Je disais donc que la personne qu’on appelle Donald Trump alias « Monsieur Trompe » est à une marche du bureau ovale, la résidence des présidents américains. Je veux bien croire ces chers devins des temps modernes (les instituts des sondages, pour ne pas les nommer) quand ils prédisent sa défaite face à Hillary Clinton (improprement qualifiée de dame de fer par quelques médias en perte d’influence). Ils étaient toujours aussi sceptiques quand le milliardaire lançait sa campagne pour l’investiture républicaine.
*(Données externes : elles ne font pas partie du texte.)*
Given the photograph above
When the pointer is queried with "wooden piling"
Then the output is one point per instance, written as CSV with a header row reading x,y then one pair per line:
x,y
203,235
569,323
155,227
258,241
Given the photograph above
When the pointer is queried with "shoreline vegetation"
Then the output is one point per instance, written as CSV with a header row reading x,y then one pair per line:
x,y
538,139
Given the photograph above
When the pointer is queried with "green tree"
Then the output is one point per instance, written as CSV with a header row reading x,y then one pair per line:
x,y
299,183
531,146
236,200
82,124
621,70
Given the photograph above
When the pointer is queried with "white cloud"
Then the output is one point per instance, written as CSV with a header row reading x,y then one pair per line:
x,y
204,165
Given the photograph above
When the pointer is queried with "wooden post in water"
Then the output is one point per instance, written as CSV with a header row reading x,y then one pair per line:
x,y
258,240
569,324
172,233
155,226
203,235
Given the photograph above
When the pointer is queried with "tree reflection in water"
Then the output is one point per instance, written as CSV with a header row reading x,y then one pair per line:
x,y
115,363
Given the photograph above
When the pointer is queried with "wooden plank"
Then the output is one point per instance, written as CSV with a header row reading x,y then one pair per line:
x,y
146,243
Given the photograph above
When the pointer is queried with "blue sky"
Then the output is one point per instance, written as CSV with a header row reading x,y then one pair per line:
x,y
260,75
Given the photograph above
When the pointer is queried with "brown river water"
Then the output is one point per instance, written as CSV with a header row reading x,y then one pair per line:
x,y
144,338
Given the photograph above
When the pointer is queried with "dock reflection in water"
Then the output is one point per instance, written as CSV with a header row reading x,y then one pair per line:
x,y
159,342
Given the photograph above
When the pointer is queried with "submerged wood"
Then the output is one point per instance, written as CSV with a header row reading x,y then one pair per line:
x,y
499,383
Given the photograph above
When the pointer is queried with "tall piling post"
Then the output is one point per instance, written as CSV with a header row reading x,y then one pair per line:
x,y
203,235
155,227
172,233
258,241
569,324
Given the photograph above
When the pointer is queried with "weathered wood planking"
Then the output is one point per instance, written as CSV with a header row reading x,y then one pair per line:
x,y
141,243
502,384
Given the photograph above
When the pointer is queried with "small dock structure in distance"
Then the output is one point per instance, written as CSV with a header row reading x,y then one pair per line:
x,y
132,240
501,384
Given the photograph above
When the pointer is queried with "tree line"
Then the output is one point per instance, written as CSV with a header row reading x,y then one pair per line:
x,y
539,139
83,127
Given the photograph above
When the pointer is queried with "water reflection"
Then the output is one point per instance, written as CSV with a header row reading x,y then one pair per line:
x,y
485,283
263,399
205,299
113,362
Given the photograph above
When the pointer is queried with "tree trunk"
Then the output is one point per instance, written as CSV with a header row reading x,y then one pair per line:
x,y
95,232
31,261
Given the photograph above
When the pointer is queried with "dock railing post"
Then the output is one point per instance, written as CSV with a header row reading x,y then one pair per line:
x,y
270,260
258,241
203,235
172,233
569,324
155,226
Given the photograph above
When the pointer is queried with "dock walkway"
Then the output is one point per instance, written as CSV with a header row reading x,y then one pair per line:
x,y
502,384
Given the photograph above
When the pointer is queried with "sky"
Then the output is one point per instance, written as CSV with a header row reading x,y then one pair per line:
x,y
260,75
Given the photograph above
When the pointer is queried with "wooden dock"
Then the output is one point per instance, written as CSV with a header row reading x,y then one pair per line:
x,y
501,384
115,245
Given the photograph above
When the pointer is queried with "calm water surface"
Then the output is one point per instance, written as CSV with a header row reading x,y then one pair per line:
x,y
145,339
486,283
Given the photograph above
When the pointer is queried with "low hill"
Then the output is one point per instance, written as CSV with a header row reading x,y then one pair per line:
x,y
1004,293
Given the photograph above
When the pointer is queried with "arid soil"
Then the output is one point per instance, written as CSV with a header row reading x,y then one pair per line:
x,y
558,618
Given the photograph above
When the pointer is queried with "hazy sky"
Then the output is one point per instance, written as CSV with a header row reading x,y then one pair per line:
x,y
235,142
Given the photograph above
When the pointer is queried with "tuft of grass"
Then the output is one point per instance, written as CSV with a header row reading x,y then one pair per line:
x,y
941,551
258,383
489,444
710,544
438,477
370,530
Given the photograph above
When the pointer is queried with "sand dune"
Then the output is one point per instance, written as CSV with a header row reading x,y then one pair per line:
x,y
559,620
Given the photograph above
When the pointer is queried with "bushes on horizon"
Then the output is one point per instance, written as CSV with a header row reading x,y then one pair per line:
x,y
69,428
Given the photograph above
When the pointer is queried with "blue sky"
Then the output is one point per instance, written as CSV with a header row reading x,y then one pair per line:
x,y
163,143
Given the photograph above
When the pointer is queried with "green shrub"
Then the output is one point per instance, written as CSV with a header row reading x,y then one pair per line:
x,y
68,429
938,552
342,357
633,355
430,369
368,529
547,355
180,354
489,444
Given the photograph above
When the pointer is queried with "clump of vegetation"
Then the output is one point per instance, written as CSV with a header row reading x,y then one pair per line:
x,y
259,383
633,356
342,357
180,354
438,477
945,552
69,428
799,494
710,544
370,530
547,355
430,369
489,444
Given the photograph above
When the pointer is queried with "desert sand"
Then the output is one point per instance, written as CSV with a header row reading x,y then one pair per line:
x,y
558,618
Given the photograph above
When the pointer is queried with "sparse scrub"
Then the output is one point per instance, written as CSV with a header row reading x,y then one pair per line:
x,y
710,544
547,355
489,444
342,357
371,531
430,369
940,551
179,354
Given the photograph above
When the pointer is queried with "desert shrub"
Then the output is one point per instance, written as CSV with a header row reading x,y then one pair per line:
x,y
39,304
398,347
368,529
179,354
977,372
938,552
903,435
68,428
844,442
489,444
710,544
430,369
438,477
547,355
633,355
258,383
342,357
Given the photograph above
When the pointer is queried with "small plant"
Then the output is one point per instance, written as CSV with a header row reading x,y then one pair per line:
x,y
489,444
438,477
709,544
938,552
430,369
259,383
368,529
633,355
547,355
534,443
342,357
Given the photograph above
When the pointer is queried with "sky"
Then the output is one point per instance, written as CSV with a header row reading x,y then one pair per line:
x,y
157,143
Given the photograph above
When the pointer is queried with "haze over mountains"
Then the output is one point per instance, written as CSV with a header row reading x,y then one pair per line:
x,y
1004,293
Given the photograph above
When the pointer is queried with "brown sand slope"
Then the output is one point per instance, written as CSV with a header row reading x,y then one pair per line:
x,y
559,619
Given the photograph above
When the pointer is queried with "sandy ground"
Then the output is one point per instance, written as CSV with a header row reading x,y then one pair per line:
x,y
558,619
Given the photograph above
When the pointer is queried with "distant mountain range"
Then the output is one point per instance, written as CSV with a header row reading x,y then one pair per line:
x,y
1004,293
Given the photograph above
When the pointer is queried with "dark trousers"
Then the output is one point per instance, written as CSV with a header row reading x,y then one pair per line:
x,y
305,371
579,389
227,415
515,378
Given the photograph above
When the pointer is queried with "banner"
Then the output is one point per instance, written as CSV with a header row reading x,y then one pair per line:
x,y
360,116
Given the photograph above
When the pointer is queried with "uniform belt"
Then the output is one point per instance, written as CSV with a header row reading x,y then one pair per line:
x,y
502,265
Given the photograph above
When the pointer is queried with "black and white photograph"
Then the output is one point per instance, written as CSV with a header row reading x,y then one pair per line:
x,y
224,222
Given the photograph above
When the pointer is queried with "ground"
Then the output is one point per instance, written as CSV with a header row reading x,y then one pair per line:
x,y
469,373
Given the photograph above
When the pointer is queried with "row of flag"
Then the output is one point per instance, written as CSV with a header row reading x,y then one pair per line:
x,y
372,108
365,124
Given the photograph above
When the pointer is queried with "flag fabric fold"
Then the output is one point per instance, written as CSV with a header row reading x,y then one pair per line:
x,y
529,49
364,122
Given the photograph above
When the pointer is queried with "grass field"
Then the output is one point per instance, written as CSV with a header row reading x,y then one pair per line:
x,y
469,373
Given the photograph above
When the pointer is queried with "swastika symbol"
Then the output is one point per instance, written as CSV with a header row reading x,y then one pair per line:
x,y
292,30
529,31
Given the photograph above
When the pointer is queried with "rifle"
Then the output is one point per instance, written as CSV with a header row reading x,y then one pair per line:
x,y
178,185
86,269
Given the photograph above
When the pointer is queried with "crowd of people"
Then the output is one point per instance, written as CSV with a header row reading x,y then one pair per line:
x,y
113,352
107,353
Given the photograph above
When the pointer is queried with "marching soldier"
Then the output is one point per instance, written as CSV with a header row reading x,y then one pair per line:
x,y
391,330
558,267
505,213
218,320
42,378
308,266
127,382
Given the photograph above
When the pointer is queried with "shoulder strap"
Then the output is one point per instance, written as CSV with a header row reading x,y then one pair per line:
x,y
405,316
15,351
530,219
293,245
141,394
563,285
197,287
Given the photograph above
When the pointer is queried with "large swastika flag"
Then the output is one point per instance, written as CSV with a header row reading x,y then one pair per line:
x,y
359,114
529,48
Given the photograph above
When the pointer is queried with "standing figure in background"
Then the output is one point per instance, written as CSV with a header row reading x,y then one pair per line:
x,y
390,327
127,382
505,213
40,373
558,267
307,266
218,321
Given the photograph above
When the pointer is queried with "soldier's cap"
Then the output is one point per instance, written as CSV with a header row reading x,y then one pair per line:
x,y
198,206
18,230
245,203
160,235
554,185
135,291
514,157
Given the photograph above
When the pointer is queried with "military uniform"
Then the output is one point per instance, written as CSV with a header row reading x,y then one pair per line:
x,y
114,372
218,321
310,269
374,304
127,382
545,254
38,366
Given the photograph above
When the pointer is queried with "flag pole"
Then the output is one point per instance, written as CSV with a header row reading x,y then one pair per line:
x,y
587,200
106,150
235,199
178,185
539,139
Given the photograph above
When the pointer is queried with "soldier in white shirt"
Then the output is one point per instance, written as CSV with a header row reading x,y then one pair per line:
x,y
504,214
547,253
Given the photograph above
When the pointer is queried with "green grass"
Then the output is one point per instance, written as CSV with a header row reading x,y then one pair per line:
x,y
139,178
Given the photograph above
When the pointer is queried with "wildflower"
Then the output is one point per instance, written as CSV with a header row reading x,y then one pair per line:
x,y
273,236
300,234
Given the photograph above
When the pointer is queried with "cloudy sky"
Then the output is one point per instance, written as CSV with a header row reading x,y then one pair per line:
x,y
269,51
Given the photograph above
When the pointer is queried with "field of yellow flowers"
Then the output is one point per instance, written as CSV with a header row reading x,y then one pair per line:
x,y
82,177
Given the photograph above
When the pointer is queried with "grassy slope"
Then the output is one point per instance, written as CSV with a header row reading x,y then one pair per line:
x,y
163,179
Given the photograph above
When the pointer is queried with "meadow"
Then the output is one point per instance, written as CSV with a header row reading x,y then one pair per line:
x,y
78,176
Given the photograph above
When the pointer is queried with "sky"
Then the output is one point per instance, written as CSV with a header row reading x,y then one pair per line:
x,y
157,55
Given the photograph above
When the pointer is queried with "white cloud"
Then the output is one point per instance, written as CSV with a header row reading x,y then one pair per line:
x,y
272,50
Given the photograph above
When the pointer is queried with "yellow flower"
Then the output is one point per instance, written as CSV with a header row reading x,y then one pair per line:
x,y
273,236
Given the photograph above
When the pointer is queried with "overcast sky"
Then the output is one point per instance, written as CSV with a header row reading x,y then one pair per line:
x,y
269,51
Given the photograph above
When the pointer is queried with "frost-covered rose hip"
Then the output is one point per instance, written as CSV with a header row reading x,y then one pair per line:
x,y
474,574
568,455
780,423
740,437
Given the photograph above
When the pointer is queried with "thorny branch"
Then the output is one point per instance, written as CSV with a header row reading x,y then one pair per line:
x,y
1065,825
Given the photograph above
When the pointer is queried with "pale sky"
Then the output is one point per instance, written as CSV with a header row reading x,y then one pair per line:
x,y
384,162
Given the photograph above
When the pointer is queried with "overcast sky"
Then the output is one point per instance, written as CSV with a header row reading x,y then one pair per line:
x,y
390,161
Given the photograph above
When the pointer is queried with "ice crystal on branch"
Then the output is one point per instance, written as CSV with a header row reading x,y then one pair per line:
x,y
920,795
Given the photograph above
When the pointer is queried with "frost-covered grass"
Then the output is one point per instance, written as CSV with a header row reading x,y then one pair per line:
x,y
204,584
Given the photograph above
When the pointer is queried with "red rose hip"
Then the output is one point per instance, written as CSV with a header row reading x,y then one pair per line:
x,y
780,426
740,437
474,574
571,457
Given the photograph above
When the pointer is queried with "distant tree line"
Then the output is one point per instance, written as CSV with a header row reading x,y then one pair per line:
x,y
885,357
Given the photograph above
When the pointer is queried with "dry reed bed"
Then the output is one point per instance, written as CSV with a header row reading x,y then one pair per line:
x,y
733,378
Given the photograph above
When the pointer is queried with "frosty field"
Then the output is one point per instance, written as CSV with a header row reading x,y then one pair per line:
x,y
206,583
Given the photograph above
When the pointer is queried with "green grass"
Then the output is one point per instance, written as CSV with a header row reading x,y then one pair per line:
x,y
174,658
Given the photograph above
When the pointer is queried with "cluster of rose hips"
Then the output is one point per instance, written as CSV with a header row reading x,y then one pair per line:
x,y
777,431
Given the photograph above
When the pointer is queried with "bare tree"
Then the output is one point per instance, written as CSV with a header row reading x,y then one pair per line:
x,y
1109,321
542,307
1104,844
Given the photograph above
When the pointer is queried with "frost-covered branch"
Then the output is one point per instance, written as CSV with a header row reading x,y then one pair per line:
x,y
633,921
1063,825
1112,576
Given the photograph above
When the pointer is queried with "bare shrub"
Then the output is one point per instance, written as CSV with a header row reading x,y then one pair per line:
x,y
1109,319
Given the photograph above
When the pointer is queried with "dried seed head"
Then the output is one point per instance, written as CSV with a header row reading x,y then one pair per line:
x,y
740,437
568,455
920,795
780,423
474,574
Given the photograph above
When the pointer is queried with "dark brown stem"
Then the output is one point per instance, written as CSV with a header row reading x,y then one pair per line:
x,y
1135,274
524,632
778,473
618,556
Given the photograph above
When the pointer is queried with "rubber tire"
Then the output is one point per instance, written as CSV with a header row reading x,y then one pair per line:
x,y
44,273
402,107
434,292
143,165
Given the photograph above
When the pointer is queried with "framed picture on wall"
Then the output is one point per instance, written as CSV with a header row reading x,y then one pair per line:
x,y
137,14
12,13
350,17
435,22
Que de conclusions faites sur base des calculs de probabilité : « le phénomène Trump est un tube d’été », « il est trop borné pour attirer le suffrage de la majorité des sympathisants du parti conservateur »… bref, des déclarations en veux-tu en voilà.

Capture d'ecran
capture d’écran Facebook

Quoi qu’il arrive au mois de novembre prochain, son investiture restera dans les annales de l’histoire politique des Etats-Unis (au même titre que l’investiture de Barack Obama par le parti démocrate), comme un pied de nez à l’establishment d’un parti qu’aurait voulu s’accaparer la dynastie des Bush.

Il ne me reste plus qu’à souhaiter bonne chance au candidat républicain. Car je ne suis pas de ceux qui poussent la mauvaise foi jusqu’à souhaiter publiquement la défaite d’une personne qui a remporté haut la main une série d’élections démocratiques et transparentes. Au moins on ne l’accuserait pas d’avoir bourré des urnes et mis en place une commission électorale toute acquise à lui (ce sont les chefs d’Etat de l’Union africaine qui vont être contents de cette dernière remarque).

J’ai cependant quelques réserves par rapport à la capacité du candidat à assumer  ses dires. Oui Donald trompe car il prétend mettre fin à l’immigration vers les Etats-Unis alors que ce pays s’est bâti sur base de l’immigration. Oui Donald trompe car il veut faire croire qu’il n’a pas besoin des voix des minorités raciales sachant que depuis quelques années on ne peut remporter la présidentielle américaine sans les voix de ces minorités. Oui Donald trompe car il argue qu’on peut résoudre le problème de sécurité au sein de la société américaine sans régler la question de la détention d’armes de tous calibres par des millions d’individus.

Comme pour paraphraser madame Clinton, je dirais : « l’Amérique mérite mieux que ça ».